Real-world outcomes of generic elexacaftor/tezacaftor/ivacaftor (gETI) in South Africans (SA) with CF using standard versus clarithromycin-boosted gETI, modulator-sparing strategies to reduce cost.

Abstract

Objective: Access to highly effective modulator therapies (HEMT) in resource-limited countries is limited by prohibitive cost and restrictive patents. We report the clinical outcomes of a cost-reduction strategy in South Africa (SA), where generic elexacaftor/tezacaftor/ivacaftor (gETI) was pharmacokinetically enhanced with clarithromycin (gETI/c) for people with CF (pwCF) eligible for HEMT.

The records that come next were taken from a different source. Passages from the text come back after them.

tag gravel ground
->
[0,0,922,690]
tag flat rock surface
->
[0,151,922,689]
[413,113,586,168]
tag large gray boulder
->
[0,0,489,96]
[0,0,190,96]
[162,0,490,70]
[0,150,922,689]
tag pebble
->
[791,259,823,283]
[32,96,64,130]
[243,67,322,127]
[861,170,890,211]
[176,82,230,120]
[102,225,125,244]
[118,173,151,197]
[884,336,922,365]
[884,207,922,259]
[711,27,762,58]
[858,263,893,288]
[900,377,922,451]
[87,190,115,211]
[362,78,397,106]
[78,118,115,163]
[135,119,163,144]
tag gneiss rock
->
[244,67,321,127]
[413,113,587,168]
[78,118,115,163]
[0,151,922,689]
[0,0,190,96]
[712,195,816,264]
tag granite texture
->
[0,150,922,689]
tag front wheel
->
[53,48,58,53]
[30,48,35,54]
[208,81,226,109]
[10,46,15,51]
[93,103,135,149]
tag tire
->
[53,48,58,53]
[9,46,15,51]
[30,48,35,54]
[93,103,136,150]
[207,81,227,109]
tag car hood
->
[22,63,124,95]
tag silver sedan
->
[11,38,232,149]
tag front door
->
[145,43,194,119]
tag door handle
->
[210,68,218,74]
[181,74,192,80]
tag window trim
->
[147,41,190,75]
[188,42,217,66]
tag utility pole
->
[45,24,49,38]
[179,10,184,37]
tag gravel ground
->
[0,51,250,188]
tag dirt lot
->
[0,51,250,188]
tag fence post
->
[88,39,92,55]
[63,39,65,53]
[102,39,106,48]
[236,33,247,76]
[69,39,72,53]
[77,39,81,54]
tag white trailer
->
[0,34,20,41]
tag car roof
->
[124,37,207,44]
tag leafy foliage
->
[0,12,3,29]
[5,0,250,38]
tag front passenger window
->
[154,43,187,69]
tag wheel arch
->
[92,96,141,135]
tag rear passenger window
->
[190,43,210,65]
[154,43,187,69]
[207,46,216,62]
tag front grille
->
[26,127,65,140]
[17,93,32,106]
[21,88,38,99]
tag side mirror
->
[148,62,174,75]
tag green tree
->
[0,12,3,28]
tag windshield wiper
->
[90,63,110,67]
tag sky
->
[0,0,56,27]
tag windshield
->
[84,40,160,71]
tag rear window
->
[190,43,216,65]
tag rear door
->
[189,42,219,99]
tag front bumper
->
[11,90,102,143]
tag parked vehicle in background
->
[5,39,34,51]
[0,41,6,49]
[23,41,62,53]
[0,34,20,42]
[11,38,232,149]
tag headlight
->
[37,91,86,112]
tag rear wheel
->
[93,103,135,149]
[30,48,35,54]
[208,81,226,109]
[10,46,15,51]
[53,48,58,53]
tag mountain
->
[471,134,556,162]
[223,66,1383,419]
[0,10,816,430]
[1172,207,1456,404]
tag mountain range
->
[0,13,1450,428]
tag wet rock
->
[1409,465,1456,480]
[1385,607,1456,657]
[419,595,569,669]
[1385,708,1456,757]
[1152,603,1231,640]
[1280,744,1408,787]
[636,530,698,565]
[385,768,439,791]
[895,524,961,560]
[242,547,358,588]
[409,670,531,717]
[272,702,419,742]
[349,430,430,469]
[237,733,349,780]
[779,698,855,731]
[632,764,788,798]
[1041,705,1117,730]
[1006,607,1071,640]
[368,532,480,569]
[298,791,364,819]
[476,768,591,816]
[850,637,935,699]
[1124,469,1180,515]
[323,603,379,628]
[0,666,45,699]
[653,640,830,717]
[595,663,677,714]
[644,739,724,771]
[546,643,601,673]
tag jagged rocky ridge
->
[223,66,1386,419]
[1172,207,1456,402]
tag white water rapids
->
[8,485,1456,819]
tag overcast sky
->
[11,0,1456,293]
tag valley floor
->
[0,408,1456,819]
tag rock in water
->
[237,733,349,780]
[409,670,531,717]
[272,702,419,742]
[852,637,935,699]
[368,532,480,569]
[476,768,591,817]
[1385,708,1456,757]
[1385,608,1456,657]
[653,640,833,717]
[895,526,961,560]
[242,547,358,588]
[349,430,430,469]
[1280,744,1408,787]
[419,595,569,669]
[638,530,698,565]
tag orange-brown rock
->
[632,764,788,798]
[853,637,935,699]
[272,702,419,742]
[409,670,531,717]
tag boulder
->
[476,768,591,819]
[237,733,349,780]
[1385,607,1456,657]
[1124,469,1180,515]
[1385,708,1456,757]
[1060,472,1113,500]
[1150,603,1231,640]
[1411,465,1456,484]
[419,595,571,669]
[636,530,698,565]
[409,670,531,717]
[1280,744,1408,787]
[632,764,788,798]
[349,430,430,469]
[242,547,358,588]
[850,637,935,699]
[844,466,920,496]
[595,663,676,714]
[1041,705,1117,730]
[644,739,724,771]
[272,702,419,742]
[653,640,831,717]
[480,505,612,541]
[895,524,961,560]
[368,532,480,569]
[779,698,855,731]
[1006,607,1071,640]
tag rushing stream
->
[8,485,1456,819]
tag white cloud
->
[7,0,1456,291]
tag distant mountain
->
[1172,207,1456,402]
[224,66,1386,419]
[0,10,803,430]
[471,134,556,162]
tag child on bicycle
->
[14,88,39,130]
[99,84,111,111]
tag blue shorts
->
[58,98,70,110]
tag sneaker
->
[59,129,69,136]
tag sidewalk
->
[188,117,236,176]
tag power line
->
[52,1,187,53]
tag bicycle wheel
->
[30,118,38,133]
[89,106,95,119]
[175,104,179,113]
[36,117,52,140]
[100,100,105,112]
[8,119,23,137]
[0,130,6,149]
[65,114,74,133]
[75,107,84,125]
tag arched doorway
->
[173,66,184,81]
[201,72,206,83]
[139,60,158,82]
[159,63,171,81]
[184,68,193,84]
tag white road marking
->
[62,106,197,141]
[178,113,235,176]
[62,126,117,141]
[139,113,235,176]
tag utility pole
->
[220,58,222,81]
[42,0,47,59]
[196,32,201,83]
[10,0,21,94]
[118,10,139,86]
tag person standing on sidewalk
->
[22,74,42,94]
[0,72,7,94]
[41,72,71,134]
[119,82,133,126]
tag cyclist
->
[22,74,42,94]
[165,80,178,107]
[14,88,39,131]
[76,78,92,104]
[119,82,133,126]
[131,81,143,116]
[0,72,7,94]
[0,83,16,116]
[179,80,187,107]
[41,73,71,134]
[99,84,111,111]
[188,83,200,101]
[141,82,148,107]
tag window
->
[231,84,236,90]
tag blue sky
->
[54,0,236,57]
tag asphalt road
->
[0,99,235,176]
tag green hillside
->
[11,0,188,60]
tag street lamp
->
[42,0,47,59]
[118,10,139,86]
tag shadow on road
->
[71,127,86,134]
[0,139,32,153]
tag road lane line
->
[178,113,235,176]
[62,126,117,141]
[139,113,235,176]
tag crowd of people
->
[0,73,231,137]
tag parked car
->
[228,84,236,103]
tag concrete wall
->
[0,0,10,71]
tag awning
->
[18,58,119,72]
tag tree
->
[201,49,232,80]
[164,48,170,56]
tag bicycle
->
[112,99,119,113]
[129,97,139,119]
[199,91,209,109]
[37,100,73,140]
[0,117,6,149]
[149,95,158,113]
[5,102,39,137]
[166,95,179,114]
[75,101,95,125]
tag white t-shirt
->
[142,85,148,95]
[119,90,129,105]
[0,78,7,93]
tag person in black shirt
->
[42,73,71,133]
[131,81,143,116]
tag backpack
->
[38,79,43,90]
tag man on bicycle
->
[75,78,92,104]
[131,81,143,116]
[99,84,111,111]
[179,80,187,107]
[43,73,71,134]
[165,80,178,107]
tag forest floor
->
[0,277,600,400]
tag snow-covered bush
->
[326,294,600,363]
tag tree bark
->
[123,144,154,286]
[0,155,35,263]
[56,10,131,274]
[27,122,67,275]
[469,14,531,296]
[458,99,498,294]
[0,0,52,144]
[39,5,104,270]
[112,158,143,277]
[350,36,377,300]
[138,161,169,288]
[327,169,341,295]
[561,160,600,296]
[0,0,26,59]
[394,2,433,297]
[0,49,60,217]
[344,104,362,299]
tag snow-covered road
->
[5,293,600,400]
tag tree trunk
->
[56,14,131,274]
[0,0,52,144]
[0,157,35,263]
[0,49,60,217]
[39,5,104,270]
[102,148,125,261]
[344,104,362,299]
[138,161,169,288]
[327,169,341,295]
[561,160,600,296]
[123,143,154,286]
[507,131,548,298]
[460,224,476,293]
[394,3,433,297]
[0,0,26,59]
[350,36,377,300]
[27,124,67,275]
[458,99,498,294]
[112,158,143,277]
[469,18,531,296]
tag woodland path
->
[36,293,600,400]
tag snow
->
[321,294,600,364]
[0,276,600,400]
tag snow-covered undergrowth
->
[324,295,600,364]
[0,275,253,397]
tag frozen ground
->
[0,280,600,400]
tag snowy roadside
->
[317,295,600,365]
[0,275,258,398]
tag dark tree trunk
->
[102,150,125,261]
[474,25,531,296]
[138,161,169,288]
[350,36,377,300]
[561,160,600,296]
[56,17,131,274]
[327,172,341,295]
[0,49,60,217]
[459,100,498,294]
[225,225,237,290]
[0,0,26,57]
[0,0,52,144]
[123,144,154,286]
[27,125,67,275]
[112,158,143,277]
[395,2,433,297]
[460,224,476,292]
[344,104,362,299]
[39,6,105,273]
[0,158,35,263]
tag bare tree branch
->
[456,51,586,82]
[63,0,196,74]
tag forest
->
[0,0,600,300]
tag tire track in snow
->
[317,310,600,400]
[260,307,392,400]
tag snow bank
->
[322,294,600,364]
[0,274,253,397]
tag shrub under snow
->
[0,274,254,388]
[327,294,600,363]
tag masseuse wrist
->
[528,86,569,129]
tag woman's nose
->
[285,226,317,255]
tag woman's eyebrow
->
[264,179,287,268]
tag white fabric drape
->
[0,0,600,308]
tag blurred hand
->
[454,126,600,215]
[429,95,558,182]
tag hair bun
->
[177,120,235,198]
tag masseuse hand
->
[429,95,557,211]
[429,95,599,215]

Methods: A multi-center observational study from December 2021 to May 2024. Analysis of variance (ANOVA) and linear mixed effects analyses were conducted to describe and compare change in sweat chloride (SC), FEV1pp, BMI (m/kg²) and adverse events (AE) over 18-months follow-up for different gETI dose categories: a) standard, full or b) modulator sparing dose (gETI/c at 25-50 % recommended dose, twice/thrice weekly).

Results: 70/413 (17 %) eligible pwCF [median age 27 years (range 6-52); 68 (97 %) with ≥ one copy F508del] received gETI with standard (n = 38) or modulator-sparing doses (n = 32); 29 changed dosing regimens across the study period. The overall mean (SD) reduction in SC after 1-month of treatment was -52.9 (16.9) mmol/L (p < 0.001), with no evidence of difference between dose groups (p = 0.2). Overall mean (SD) FEV1pp and BMI increased at 1-month by 14.9 (95 % CI 11.49-18.40) and 0.84 (95 % CI 0.16-1.49), respectively. Improvements in FEV1pp and BMI were sustained throughout follow-up, with no evidence of difference between dosing groups. No serious AEs were reported.

Conclusion: Our experience with gETI is similar to real-world reports using the originator product. Boosting ETI with CYP3A-inhibitors is a safe and effective strategy to increase access to ETI in settings where access to HEMT is restricted.